I realize you were going for humor (and got it; congratulations on being moderated +5 Funny). But here's a serious answer.
It depends on what you are trying to accomplish:
If your top priority is to save the rocket stage, then you pursue an engineering strategy that has the best chance of saving the rocket booster. Maybe that means a parachute system; I don't know.
But a parachute system adds mass and complexity. It becomes another critical system ("if the parachute fails, we lose the rocket stage"). The rocket stage needs functioning rocket engines, so landing on the rocket engines is another use for those engines rather than a new system with a single purpose. All else being equal, the simpler design with fewer systems is more likely to succeed in its tasks.

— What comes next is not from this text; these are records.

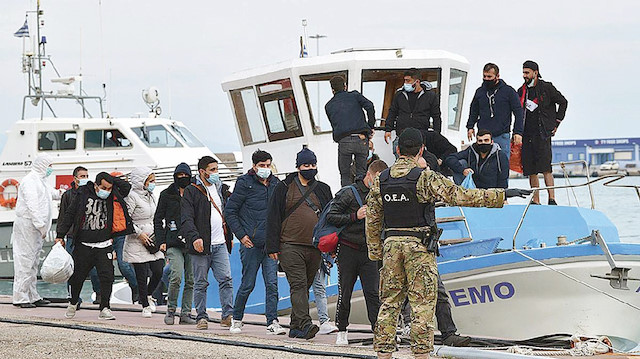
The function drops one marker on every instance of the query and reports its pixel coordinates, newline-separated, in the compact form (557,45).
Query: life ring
(11,202)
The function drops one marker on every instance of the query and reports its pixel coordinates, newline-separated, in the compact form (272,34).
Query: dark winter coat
(552,105)
(278,205)
(74,214)
(492,173)
(401,116)
(246,210)
(491,110)
(344,112)
(343,212)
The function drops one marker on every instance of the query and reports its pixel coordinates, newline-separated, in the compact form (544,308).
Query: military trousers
(408,271)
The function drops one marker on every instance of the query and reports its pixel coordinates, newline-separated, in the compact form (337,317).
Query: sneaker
(71,311)
(152,304)
(146,312)
(170,317)
(342,338)
(203,324)
(186,319)
(236,326)
(455,340)
(275,328)
(327,328)
(226,322)
(106,314)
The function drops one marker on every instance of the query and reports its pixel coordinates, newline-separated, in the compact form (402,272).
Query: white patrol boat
(525,272)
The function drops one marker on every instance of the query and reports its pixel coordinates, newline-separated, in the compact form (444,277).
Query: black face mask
(482,148)
(309,174)
(183,182)
(489,83)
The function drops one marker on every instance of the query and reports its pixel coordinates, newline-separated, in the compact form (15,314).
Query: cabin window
(108,138)
(57,140)
(317,92)
(379,86)
(156,136)
(457,83)
(187,136)
(245,105)
(279,110)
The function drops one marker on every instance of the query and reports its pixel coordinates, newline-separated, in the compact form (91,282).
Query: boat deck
(44,332)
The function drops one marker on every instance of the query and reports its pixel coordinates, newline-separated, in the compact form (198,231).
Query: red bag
(515,161)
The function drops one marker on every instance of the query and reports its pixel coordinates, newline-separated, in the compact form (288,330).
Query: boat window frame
(102,147)
(243,121)
(64,132)
(381,111)
(303,81)
(278,95)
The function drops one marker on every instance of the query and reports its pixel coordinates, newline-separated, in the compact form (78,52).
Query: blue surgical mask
(213,178)
(103,193)
(264,173)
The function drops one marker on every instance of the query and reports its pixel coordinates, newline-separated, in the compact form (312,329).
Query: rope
(578,281)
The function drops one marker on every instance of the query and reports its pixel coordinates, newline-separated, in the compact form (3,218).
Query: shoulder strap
(357,195)
(302,199)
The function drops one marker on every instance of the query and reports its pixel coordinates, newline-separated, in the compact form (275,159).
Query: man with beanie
(246,213)
(401,230)
(491,109)
(350,130)
(166,223)
(545,108)
(294,208)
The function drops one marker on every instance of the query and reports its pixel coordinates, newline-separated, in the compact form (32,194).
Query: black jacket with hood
(427,106)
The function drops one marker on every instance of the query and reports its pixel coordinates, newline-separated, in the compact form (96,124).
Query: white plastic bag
(58,266)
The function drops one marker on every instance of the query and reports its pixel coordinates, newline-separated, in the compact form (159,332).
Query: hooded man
(30,228)
(485,159)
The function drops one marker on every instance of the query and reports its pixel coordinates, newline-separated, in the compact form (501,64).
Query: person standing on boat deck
(141,248)
(545,108)
(414,105)
(208,239)
(30,228)
(98,213)
(351,253)
(350,130)
(484,159)
(246,213)
(491,109)
(401,231)
(166,223)
(293,211)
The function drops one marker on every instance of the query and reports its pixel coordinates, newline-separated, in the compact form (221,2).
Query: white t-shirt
(217,233)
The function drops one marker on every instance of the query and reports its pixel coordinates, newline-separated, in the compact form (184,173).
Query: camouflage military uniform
(408,268)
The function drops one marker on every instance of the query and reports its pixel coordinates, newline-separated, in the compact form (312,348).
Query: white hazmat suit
(32,223)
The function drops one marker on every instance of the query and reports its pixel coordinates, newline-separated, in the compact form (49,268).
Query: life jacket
(400,201)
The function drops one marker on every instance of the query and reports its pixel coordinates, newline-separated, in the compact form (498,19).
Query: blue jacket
(344,111)
(246,210)
(494,171)
(500,102)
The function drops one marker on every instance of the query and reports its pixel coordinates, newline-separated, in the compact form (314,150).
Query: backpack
(325,234)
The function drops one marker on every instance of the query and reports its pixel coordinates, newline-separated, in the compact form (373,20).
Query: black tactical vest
(400,202)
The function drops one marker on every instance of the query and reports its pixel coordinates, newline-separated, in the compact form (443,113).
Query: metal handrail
(588,183)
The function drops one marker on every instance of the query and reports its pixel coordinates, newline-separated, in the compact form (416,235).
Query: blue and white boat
(500,284)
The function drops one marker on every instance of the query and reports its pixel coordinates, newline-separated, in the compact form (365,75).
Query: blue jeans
(504,140)
(252,259)
(218,261)
(320,294)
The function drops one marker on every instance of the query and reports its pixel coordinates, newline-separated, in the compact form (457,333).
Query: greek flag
(23,31)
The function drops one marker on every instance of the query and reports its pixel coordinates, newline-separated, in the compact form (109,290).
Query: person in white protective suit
(30,228)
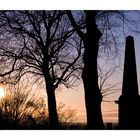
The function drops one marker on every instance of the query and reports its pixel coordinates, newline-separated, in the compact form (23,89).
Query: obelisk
(129,101)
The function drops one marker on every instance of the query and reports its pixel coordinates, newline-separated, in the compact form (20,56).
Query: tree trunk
(52,109)
(93,97)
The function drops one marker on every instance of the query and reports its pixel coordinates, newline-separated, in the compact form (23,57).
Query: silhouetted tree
(40,43)
(93,96)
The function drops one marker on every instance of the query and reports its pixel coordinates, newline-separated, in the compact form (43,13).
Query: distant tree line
(59,47)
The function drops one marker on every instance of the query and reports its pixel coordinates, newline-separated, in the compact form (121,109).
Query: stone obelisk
(129,101)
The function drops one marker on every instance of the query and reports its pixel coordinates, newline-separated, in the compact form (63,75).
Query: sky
(75,97)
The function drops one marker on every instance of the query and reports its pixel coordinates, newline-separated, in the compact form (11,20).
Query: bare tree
(42,44)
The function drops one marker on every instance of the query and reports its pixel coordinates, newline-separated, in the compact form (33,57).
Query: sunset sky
(75,97)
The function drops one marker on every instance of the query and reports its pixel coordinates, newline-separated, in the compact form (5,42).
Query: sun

If you add a few hundred kilograms of parachute system mass, that's going to mean the booster can push less mass to orbit. I'd guess that the loss factor is higher than 1... that each additional kilogram of non-fuel mass on the booster reduces the to-orbit capacity by more than one kilogram. But ask a physics expert for the actual numbers.
Note that new software to make the booster land on its engines does not add mass to the booster.
So I'd say that if your top priority is to efficiently deliver stuff to orbit, the parachute system is right out and the clear engineering decision is (b).